“Smart” speaker – what makes a speaker smart?

Aaron Miller:

The HomePod team set out—six years ago—to design a speaker. And not just any speaker. They wanted to make a really great speaker that only Apple could make, one with a brain that could adapt to its surroundings.

Miller pointed me to his post via Twitter and I think it’s a really good take on the disconnect I’ve been feeling regarding many HomePod reviews – “smart speaker vs smart assistant”.

I take Apple at its word that this is a “smart speaker” and I think that’s how it should be reviewed – “How does it sound/work as a speaker?” But so many are comparing it to the virtual assistants of Amazon and Google (where it justifiably pales in comparison).

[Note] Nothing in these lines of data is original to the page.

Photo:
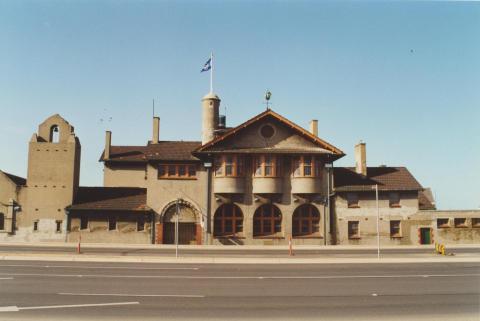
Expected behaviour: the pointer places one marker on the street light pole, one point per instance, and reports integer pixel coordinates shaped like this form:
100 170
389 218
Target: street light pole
378 222
176 227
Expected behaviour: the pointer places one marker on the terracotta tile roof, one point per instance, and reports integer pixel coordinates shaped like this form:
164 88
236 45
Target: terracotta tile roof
425 200
163 151
387 178
110 198
19 181
270 150
270 113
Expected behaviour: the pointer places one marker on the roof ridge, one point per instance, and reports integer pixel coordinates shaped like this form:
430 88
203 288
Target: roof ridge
280 118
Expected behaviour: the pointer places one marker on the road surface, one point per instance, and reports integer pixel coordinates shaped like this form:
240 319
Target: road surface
139 291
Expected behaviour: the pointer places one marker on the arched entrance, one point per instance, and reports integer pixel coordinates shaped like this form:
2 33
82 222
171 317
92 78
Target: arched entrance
189 228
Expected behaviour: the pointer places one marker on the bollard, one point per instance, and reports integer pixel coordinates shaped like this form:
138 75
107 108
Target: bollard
290 249
78 246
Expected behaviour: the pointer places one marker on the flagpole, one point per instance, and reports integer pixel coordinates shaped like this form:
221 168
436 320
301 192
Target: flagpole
211 73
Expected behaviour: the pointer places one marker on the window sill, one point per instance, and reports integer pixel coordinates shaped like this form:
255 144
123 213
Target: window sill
307 237
229 237
178 178
231 176
269 237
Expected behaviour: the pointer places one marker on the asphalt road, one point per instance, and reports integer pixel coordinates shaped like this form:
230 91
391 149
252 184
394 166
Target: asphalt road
120 291
230 252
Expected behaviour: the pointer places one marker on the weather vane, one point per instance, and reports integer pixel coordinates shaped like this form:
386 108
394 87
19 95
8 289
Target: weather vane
268 95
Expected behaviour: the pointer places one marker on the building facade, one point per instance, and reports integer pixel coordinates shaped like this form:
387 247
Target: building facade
261 183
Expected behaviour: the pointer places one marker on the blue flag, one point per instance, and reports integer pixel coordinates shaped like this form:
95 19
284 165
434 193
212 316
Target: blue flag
207 66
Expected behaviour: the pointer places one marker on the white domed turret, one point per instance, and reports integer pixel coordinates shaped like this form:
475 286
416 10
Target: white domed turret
210 111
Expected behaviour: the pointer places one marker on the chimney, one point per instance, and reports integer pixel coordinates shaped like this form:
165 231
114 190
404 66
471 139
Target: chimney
108 144
361 158
156 130
314 127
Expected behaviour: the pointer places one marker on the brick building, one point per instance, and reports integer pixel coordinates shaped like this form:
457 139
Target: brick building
260 182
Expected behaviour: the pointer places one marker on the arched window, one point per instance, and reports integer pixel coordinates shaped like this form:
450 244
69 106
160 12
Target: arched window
306 221
267 220
228 220
54 134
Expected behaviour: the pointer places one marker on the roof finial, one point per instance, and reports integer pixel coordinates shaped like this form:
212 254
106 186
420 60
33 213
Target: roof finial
268 95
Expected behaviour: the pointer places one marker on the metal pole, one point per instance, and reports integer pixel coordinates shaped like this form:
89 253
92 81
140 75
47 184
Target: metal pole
328 208
176 228
211 72
378 222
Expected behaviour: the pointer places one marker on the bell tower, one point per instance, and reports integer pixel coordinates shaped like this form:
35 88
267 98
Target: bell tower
53 175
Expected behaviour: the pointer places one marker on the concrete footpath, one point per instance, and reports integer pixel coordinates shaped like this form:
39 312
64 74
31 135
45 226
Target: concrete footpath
202 254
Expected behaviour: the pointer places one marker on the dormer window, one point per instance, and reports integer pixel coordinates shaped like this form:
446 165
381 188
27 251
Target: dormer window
176 171
229 165
307 166
267 166
54 134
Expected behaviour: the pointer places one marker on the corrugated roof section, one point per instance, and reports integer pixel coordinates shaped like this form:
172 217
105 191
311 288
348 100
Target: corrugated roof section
19 181
110 198
164 150
387 178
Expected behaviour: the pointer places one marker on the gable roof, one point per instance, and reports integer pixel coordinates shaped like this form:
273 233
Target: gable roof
110 198
346 179
17 180
270 113
163 151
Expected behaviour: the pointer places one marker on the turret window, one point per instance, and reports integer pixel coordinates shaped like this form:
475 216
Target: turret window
2 221
54 134
229 165
307 166
267 166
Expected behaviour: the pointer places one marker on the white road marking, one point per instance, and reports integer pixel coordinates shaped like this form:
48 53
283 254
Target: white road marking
136 295
16 309
101 267
241 277
11 308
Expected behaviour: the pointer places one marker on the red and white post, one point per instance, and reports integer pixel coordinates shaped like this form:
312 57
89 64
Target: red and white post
290 246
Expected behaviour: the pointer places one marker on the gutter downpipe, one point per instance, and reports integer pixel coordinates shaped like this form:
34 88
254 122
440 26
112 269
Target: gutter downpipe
206 227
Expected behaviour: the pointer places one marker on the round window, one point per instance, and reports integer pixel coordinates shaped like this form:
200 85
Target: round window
267 131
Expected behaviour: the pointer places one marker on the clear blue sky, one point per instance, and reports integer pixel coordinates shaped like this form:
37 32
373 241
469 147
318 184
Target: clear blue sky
402 76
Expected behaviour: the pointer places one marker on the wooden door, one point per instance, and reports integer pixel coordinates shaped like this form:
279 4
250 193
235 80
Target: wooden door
186 233
425 235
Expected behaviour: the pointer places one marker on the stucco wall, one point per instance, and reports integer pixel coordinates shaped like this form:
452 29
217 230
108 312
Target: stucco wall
97 231
366 215
125 176
452 235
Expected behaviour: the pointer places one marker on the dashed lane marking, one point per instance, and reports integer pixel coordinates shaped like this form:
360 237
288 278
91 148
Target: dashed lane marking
101 267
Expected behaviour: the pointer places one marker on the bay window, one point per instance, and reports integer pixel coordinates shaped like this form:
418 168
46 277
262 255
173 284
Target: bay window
307 166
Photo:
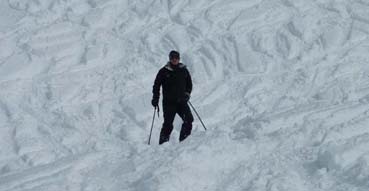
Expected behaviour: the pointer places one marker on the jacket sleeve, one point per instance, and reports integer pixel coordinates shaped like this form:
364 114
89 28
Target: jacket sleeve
157 83
188 82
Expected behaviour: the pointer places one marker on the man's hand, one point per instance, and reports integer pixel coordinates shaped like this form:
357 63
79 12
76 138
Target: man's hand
155 102
187 96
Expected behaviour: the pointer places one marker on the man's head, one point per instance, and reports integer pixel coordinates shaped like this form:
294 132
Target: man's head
174 57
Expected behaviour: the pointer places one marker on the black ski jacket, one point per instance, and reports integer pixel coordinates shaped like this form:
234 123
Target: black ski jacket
176 83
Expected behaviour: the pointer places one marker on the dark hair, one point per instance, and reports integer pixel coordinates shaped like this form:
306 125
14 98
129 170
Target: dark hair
174 54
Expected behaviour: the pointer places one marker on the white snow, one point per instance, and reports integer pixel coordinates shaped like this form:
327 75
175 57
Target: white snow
283 87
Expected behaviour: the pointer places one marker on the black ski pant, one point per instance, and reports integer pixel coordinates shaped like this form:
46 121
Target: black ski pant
170 110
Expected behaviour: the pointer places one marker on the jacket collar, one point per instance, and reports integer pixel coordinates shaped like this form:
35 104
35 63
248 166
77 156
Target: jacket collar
170 68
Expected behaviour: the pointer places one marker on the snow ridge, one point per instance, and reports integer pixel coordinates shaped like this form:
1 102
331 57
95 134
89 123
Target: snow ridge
281 85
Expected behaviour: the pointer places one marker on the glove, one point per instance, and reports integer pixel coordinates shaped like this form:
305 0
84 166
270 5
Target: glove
187 96
155 102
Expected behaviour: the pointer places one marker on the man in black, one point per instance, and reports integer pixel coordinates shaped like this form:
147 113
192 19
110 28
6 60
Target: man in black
177 86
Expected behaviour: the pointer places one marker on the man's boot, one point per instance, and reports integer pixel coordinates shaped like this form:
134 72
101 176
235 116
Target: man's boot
185 131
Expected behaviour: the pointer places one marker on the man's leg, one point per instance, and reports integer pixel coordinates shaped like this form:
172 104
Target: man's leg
185 112
169 111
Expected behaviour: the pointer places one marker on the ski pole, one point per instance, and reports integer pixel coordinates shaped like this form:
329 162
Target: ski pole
197 115
152 124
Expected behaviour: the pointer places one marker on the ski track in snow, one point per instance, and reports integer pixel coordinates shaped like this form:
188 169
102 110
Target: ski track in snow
281 85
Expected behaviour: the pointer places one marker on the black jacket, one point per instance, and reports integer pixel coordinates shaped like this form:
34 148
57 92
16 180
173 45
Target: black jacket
176 82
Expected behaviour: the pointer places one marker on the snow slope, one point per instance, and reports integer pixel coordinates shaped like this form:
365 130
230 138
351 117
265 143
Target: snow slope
283 87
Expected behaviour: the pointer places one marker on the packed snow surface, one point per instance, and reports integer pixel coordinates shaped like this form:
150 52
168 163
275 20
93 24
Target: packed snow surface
281 85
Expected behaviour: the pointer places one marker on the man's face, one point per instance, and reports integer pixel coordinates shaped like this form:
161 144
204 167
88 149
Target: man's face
174 61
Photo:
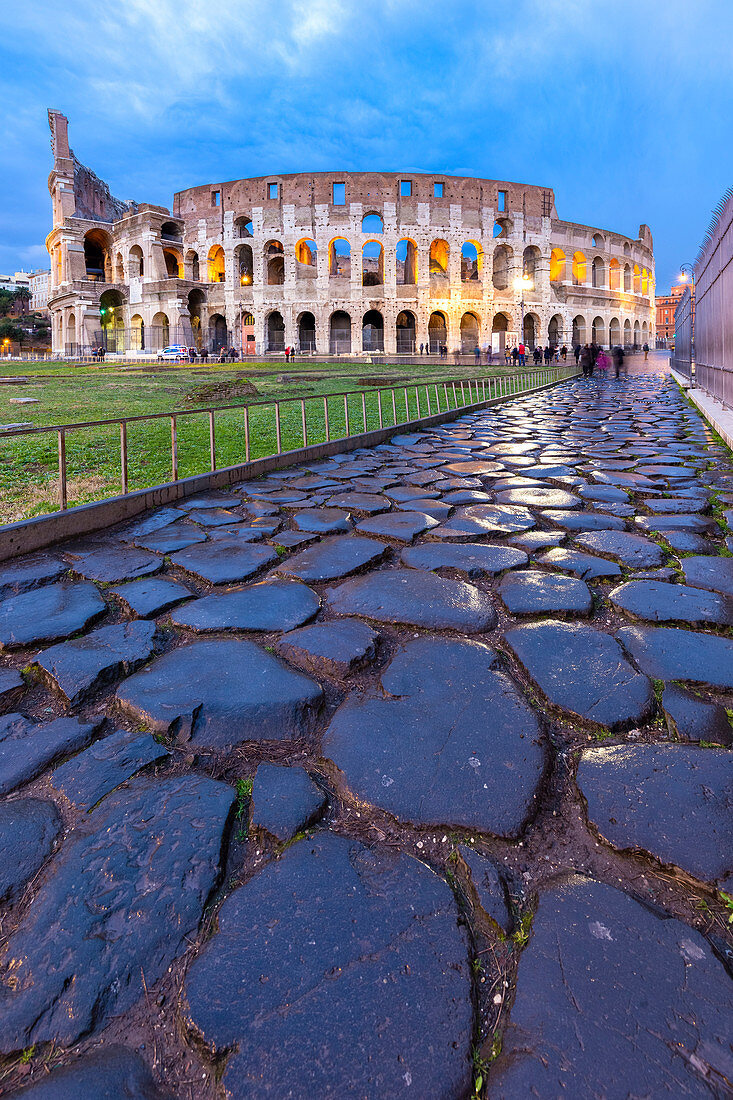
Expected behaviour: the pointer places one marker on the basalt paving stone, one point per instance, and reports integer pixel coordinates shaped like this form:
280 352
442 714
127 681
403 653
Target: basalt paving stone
674 801
447 739
126 892
111 1073
476 559
712 573
56 611
270 605
364 943
670 653
323 520
532 592
334 558
658 602
89 776
29 828
415 598
83 664
582 671
26 747
633 550
226 561
693 719
112 563
614 1000
221 693
284 800
402 526
151 596
30 573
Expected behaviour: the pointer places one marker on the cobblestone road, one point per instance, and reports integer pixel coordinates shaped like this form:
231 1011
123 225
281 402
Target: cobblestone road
404 773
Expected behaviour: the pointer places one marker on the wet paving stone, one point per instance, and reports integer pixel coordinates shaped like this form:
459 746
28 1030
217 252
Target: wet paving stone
29 828
225 562
363 942
423 747
56 611
334 558
671 653
271 605
597 956
581 670
105 766
674 801
78 667
26 747
415 598
221 693
127 894
285 800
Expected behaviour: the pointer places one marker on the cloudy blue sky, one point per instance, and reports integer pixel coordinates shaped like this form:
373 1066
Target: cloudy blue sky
623 108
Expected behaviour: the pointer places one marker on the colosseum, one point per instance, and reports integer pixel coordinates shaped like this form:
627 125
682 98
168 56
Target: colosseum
336 263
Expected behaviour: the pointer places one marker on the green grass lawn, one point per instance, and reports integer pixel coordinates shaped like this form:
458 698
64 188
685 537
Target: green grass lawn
29 468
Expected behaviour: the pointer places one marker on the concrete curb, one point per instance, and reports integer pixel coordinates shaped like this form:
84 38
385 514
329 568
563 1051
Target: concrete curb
42 531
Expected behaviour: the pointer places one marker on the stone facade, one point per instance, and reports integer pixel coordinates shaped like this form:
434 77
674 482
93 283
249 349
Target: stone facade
327 262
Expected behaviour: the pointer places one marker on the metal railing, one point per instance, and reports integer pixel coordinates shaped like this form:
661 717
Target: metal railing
292 422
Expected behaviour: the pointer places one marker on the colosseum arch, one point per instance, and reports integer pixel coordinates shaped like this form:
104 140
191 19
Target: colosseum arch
405 331
339 333
501 266
274 263
339 257
471 261
406 255
372 264
216 268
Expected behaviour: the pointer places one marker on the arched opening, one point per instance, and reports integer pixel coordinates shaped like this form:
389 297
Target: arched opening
135 262
531 259
405 332
557 265
244 262
137 333
307 332
174 263
501 267
471 262
406 255
218 334
97 256
372 223
339 259
216 264
306 255
469 332
196 300
340 333
579 331
111 309
372 264
579 268
614 275
598 272
437 332
161 332
274 263
555 330
372 331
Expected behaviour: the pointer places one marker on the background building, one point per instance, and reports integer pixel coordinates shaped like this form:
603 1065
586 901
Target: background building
336 263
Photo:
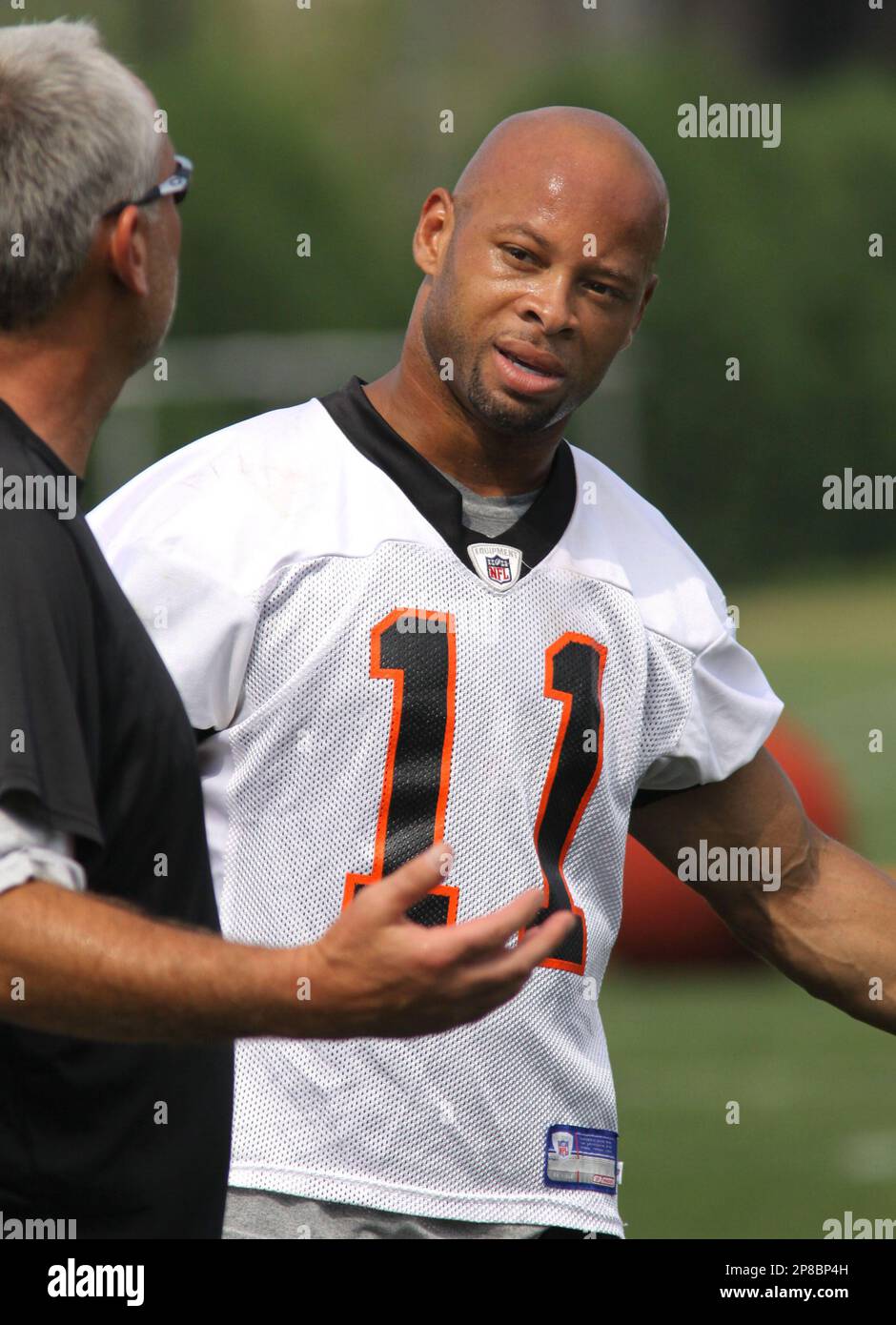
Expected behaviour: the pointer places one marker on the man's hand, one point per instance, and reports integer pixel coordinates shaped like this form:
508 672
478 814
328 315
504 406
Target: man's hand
830 925
81 965
377 972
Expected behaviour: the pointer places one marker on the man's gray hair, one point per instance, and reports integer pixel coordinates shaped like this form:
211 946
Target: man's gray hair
77 135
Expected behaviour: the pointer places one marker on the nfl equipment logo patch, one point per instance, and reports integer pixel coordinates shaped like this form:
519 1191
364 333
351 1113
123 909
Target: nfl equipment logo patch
499 569
496 563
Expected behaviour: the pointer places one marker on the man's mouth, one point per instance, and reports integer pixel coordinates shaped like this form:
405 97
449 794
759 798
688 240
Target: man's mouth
523 376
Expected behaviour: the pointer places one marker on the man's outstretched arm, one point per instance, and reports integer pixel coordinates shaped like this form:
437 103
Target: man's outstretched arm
831 923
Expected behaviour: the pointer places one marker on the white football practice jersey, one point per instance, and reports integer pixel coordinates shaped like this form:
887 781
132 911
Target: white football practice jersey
374 677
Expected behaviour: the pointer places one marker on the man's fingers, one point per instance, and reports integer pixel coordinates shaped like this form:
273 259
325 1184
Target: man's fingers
488 933
541 941
413 882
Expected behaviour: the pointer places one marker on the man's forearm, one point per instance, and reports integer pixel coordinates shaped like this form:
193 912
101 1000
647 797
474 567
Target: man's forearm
831 928
80 965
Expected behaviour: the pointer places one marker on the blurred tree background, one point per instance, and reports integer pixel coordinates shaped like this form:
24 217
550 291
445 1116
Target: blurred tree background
326 121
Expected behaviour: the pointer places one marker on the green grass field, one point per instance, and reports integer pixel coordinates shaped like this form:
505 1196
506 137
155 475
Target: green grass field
817 1091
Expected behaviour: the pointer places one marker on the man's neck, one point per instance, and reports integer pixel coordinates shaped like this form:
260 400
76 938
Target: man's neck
423 411
61 390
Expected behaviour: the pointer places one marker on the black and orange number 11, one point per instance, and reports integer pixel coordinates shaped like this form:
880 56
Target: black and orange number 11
415 651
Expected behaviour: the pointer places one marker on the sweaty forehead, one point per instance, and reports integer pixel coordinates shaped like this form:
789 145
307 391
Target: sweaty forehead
567 173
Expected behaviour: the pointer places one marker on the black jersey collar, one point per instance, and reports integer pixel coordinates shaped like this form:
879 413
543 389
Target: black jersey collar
537 530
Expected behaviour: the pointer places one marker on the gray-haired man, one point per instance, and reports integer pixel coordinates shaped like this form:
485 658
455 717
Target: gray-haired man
115 1066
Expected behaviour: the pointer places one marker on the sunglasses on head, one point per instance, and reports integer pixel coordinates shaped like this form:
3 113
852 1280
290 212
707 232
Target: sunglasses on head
175 187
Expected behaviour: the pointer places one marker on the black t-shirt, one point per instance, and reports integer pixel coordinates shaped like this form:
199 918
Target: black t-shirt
130 1140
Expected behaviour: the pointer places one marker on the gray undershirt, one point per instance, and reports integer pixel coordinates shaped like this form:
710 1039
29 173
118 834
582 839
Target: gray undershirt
491 516
267 1213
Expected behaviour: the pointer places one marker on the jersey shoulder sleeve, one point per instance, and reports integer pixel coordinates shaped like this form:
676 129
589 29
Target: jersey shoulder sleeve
48 676
193 542
730 706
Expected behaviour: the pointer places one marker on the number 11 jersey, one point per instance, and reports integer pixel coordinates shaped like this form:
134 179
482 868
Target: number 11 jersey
370 676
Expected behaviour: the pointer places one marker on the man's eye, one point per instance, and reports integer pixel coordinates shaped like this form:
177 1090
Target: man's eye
606 289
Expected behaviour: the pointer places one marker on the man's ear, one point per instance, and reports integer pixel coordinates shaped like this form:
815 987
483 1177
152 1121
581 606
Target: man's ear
645 298
129 251
434 230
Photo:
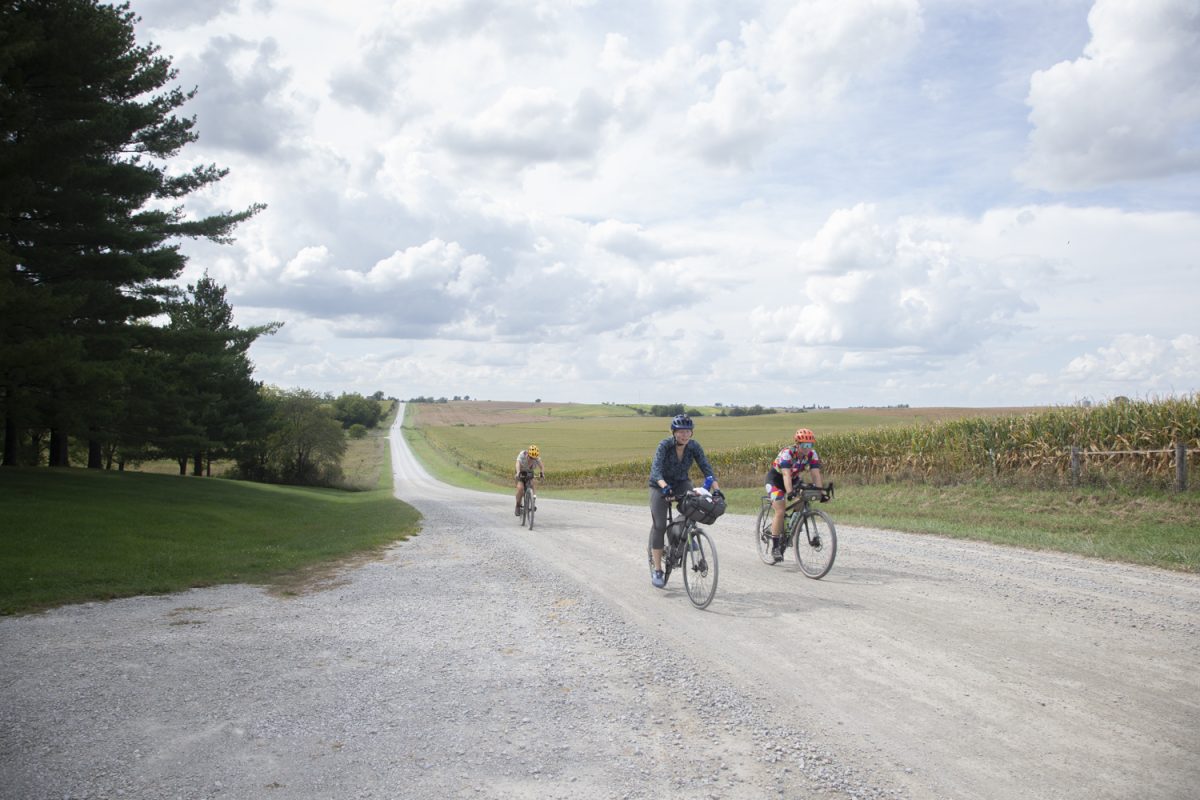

After reading Miller’s piece, I think Apple may have made a marketing error in calling the HomePod a smart speaker. Reviewers are getting hung up on the “smart” part and assuming it means and is comparable to devices like the Amazon Echo and the Google Home. But what if we redefine smart? Think of the things almost all the reviewers have commented on regarding the HomePod as a standalone music player. The sound quality is universally described as excellent. The design of the internals is mindboggling. The technology for “forming sound” is beyond what anyone else is doing, certainly at this price point.

So, if you think of the HomePod as a speaker leaps and bounds beyond the “intelligence” of any other speaker, then it’s an amazing device. It’s definitely a “smart speaker”. But it’s not a particularly good virtual assistant. It wasn’t designed to be – at least not yet.

Maybe if Apple had called the HomePod a “super speaker” or something else and more directly avoided the comparison to “smart” devices like the Echo and the Home, they wouldn’t be having so many tech reviewers reviewing a Ferrari as if it were a Corolla.